Beijing, China: The countdown to the 2008 Summer Olympic Games has begun as athletes have started to filter into The People’s Republic of Olympic Villages. So far activities have been splendid. The medals for the paralympic games have made it to their designated deposit boxes. Air has become cleaner thanks to driving and vehicle restrictions for the past few months.
“Our media facilities are impeccable in the Olympic Village. We have over 8,000 employees working to accommodate all media personnel. The village has beautiful condos, restaurants, supermarkets, and a fantastic telecommunications infrastructure. It is so well developed we see no reason why anyone from the media will have to leave the Olympic Village,” stated public relation assistant Zhang Yu.
It’s a good thing they won’t have to leave the Olympic Village, as it is closed off by military checkpoints, which will only allow a few international visitors out of the Olympic Village at a time, and without “any sort of video, audio, photographic, or pornographic equipment.” This includes all cellular and wireless gadgetry.
“We want people to come out and experience Beijing, but we need to protect these people. It is easier to protect them from harm if they do not have any of those fancy cameras. with all the people in the city, something may get broken,” Zhang explained.
When asked if these visitation terms violated Olympic regulations, Zhang replied, “Oh no, we do it to protect the international people. They are here to communicate the Olympic Games to their countries, so we will let them do that.”
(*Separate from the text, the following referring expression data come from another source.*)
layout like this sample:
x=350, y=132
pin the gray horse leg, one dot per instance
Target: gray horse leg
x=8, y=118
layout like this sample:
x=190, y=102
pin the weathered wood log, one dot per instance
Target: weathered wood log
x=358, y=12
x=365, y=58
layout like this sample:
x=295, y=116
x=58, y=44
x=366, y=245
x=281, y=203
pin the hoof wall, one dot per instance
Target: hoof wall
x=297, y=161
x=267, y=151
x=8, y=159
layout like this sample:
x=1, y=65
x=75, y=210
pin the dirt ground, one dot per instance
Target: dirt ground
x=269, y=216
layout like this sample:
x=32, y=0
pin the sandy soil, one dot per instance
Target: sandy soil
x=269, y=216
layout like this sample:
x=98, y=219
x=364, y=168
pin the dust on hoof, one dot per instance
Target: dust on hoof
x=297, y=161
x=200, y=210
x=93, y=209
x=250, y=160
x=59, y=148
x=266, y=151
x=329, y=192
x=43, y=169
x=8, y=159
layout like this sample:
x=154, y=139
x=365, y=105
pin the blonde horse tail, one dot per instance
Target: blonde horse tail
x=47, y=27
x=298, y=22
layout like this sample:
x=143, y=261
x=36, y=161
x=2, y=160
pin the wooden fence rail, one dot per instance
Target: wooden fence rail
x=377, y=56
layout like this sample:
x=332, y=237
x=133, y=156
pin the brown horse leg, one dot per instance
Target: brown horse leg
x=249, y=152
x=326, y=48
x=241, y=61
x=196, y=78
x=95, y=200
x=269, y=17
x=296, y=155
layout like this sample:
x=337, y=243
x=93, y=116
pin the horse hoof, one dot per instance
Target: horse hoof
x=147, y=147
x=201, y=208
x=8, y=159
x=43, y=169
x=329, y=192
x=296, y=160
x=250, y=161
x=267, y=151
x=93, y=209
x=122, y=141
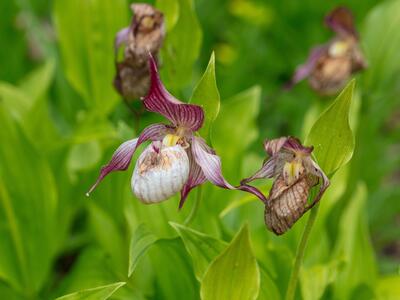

Another term brought to light was the use of a four-hour delay on all media coverage, to allow ample time for Chinese officials to review tape. This was explained as a “precautionary measure to protect the Chinese people from embarrassment.” What this means is unclear, but Zhang was overheard speaking to an aide, explaining how to alter video footage of the men’s volleyball event in order to show the Chinese team winning the gold.